Mit 12 wunderschön illustrierten wundersamen Geschichten präsentieren sich 12 chinesische Manhua-Zeichnerinnen in der Comic-Anthologie "China Girls". Sie erzählen persönliche Abenteuer und Träume...




... und stellen darin die Werte des alltäglichen Lebens in Frage.

"Manhua" ist der chinesische Begriff für "Comic". Außerhalb von China bezeichnet Manhua chinesische Comics, ebenso wie "Manga" für japanische, und "Manwhaa" für südkoreanische Comics steht. Sie bedienen sich stilistisch bei den Anime-Filmen, beim Zeichentrick und der Comic-Literatur. Die Manhua, auch Hong Kong Comics genannt, haben jedoch ihre eigenen stilistischen, thematischen und inhaltlichen Besonderheiten.
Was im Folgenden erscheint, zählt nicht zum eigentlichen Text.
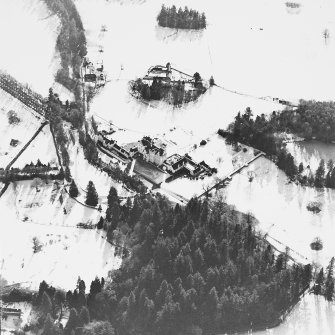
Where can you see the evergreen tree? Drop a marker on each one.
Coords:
(301, 167)
(112, 196)
(100, 224)
(98, 328)
(46, 304)
(84, 316)
(92, 197)
(319, 174)
(72, 322)
(67, 173)
(49, 328)
(73, 189)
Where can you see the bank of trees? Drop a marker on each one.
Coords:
(181, 18)
(324, 282)
(199, 268)
(71, 41)
(174, 93)
(260, 133)
(312, 119)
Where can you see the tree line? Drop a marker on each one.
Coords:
(71, 41)
(311, 119)
(324, 282)
(181, 19)
(196, 269)
(261, 133)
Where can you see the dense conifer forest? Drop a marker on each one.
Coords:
(197, 269)
(181, 19)
(71, 41)
(312, 119)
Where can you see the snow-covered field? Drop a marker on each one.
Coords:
(41, 148)
(288, 58)
(217, 154)
(67, 252)
(310, 153)
(28, 39)
(23, 131)
(82, 172)
(281, 209)
(312, 315)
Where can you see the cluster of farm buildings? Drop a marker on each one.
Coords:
(154, 151)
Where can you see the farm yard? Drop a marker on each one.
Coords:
(29, 60)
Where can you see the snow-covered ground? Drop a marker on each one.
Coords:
(28, 39)
(30, 121)
(217, 154)
(310, 153)
(312, 315)
(67, 252)
(41, 148)
(189, 52)
(82, 172)
(288, 58)
(281, 209)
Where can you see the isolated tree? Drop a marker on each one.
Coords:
(49, 328)
(37, 246)
(320, 174)
(112, 196)
(72, 322)
(301, 167)
(98, 327)
(100, 224)
(319, 282)
(84, 316)
(325, 35)
(92, 197)
(73, 189)
(67, 174)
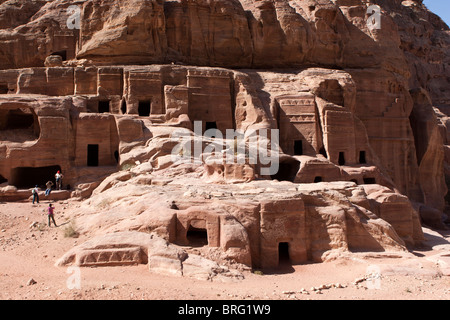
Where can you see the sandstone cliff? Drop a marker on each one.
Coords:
(352, 102)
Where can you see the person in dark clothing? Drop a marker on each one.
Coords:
(50, 213)
(35, 193)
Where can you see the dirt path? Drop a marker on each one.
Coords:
(30, 253)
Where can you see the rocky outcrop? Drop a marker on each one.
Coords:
(123, 103)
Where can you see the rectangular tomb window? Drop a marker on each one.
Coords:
(298, 147)
(104, 106)
(144, 108)
(92, 155)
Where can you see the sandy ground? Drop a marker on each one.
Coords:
(31, 252)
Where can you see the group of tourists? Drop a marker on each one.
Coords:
(49, 185)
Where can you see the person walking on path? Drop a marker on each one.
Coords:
(50, 213)
(58, 179)
(35, 193)
(49, 186)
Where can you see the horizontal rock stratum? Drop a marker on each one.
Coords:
(100, 90)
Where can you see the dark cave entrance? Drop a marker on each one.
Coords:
(92, 155)
(3, 88)
(298, 147)
(28, 177)
(62, 54)
(362, 157)
(341, 158)
(104, 106)
(197, 237)
(144, 108)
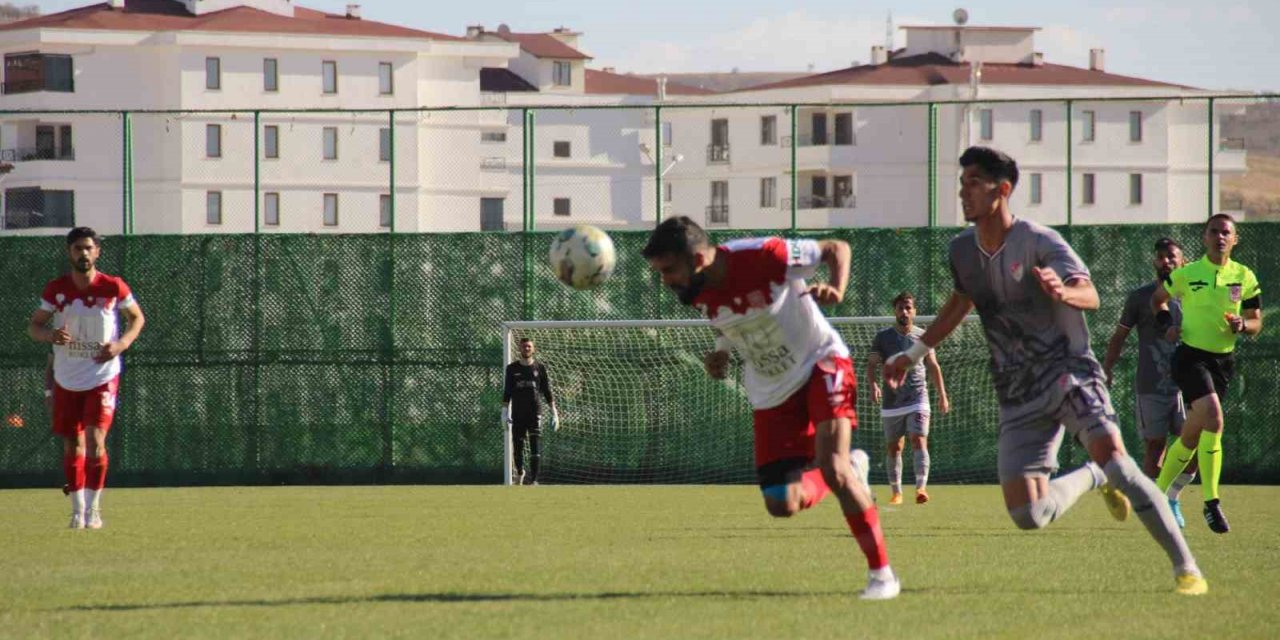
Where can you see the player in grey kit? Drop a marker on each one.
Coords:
(1031, 291)
(1159, 405)
(905, 410)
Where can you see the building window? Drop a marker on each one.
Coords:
(26, 73)
(986, 124)
(718, 149)
(272, 141)
(768, 129)
(214, 208)
(768, 192)
(492, 215)
(330, 142)
(330, 210)
(272, 209)
(329, 71)
(844, 129)
(385, 81)
(213, 73)
(31, 206)
(213, 141)
(562, 73)
(270, 74)
(717, 213)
Sie beschäftigen sich mit den kulturellen und sozialen Veränderungen in der chinesischen Gesellschaft. Dabei spielt auch der besondere chinesische Humor und die seit Anfang des 19. Jahrhunderts bestehende chinesische Comic-Tradition eine Rolle.
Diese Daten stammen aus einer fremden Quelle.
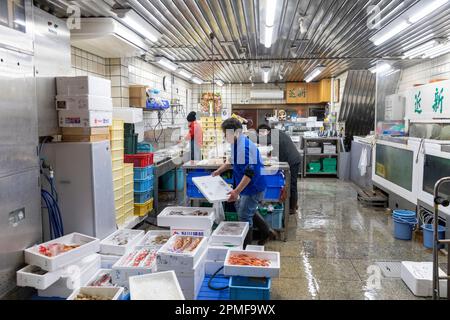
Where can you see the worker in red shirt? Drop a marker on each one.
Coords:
(195, 136)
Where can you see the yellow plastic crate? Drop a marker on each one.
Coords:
(118, 193)
(118, 202)
(117, 164)
(128, 169)
(142, 209)
(117, 134)
(117, 144)
(127, 179)
(117, 154)
(128, 187)
(117, 174)
(129, 196)
(120, 211)
(118, 184)
(118, 124)
(120, 221)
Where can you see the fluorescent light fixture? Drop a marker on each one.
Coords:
(166, 63)
(138, 24)
(420, 49)
(197, 80)
(393, 31)
(271, 6)
(266, 74)
(424, 8)
(382, 67)
(413, 44)
(184, 73)
(268, 37)
(318, 70)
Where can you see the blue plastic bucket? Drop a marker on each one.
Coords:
(428, 235)
(404, 223)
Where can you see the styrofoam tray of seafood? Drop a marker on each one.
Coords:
(97, 293)
(156, 286)
(60, 252)
(134, 263)
(154, 239)
(181, 253)
(121, 241)
(187, 218)
(252, 263)
(228, 232)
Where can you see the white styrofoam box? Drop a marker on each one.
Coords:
(215, 189)
(88, 246)
(219, 252)
(98, 275)
(84, 119)
(150, 236)
(86, 102)
(108, 246)
(254, 248)
(121, 272)
(74, 277)
(75, 86)
(418, 276)
(186, 221)
(129, 115)
(30, 277)
(230, 233)
(211, 266)
(156, 286)
(272, 271)
(190, 232)
(169, 260)
(108, 260)
(110, 293)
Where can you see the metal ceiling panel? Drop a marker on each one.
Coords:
(337, 34)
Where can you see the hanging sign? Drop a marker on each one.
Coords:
(429, 102)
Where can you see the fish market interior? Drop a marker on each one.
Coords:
(224, 150)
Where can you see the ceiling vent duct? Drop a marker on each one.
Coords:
(107, 38)
(275, 94)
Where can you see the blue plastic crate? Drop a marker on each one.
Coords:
(143, 173)
(143, 197)
(143, 185)
(275, 219)
(207, 293)
(246, 288)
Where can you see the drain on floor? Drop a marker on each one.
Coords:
(390, 269)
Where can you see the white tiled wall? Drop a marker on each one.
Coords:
(438, 68)
(234, 94)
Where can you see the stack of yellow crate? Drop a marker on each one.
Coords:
(129, 191)
(212, 133)
(117, 156)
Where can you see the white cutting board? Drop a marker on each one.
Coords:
(215, 189)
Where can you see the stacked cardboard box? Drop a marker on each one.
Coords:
(84, 107)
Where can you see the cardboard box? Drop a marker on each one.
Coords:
(85, 131)
(81, 119)
(83, 85)
(84, 102)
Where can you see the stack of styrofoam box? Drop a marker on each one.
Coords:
(220, 243)
(128, 196)
(117, 156)
(185, 224)
(58, 276)
(418, 276)
(84, 102)
(189, 267)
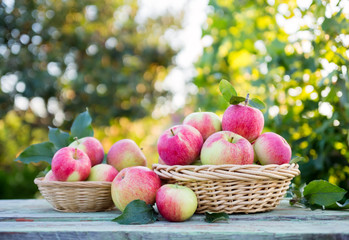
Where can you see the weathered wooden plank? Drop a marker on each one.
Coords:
(35, 219)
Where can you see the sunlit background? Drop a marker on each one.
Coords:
(142, 66)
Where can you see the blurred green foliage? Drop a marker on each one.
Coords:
(294, 58)
(74, 54)
(69, 55)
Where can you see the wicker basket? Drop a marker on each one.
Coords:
(76, 196)
(232, 188)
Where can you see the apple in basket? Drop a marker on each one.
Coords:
(271, 148)
(134, 183)
(71, 164)
(176, 203)
(226, 147)
(92, 147)
(206, 123)
(50, 176)
(102, 172)
(244, 120)
(180, 145)
(125, 153)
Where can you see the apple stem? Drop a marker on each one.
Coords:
(246, 100)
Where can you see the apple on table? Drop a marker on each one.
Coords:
(180, 145)
(176, 203)
(226, 147)
(134, 183)
(71, 164)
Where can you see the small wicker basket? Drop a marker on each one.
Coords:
(82, 196)
(232, 188)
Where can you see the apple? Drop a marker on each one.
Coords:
(226, 147)
(271, 148)
(180, 145)
(243, 120)
(125, 153)
(134, 183)
(92, 147)
(102, 172)
(71, 164)
(176, 203)
(50, 176)
(206, 123)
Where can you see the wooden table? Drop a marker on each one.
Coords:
(35, 219)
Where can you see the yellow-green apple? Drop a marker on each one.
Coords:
(226, 147)
(102, 172)
(176, 203)
(50, 176)
(271, 148)
(71, 164)
(134, 183)
(244, 120)
(125, 153)
(180, 145)
(92, 147)
(206, 123)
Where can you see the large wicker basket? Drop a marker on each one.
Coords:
(232, 188)
(83, 196)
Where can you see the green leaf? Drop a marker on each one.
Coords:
(323, 193)
(81, 126)
(137, 212)
(37, 153)
(59, 138)
(236, 100)
(214, 217)
(297, 159)
(227, 90)
(256, 103)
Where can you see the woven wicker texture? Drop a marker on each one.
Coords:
(232, 188)
(76, 196)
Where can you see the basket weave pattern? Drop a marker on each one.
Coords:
(76, 196)
(232, 188)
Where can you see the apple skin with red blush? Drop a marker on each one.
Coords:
(92, 147)
(271, 148)
(180, 145)
(206, 123)
(176, 203)
(71, 164)
(134, 183)
(226, 147)
(246, 121)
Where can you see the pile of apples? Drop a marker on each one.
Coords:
(202, 138)
(82, 160)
In den Comics werden Dinge benennbar, die noch immer in den chinesischen Medien tabuisiert sind: Lesbische Liebe, psychische Störungen, das Verhältnis zu Tieren. Auch Trauer, Trennung und die Schwierigkeiten moderner chinesischer Frauen sind Themen, die außerhalb der Comics nicht viel Raum bekommen. Da die Manhua jedoch wegen ihrer Beliebtheit wirtschaftlich erfolgreich sind, werden sie zu einer Nische, in der Unaussprechliches dargestellt werden kann.

"China Girls", das sind die Autorinnen Rain, Fang Yili, Seduce, Guo Yuan, Little Thunder, Ma Xin, Ji Di, Xi Ying, Coco, Liu Xing, Hu Rong, A Geng.
Jede dieser Künstlerinnen ist in ihrem Genre sehr aktiv und an vielen Projekten beteiligt. Sie haben erfolgreiche Beiträge veröffentlicht, an Anime-Filmen gearbeitet, unterrichten das Zeichnen oder arbeiten als selbständige Künstlerinnen.

Ihre Comics bedienen sich verschiedener Elemente. Sie können unter anderem alte Sagen in ihre Erzählung mit einflechten, wie in der Geschichte "Schlaf, mein Schatz" von Seduce. Eingebettet in ein Gespräch zwischen Mutter und Tochter wird die Sage vom Affenkönig und dem roten Kind erzählt. Am Ende funktioniert die Sage auch als Parabel auf das Verhältnis von Mutter und Kind.

Viele Geschichten behandeln persönliche Erfahrungen, wie Freundschaft ("Chengdu Baby" von Fang Yili und "Violet" von Hu Rong), den schmerzhaften Verlust eines Kindes ("Bonbons" von Ji Di) oder Liebe ("Samenkorn" von A Geng, "Mein Gefangener" von Ma Xin, "Trennung" von Xi Ying).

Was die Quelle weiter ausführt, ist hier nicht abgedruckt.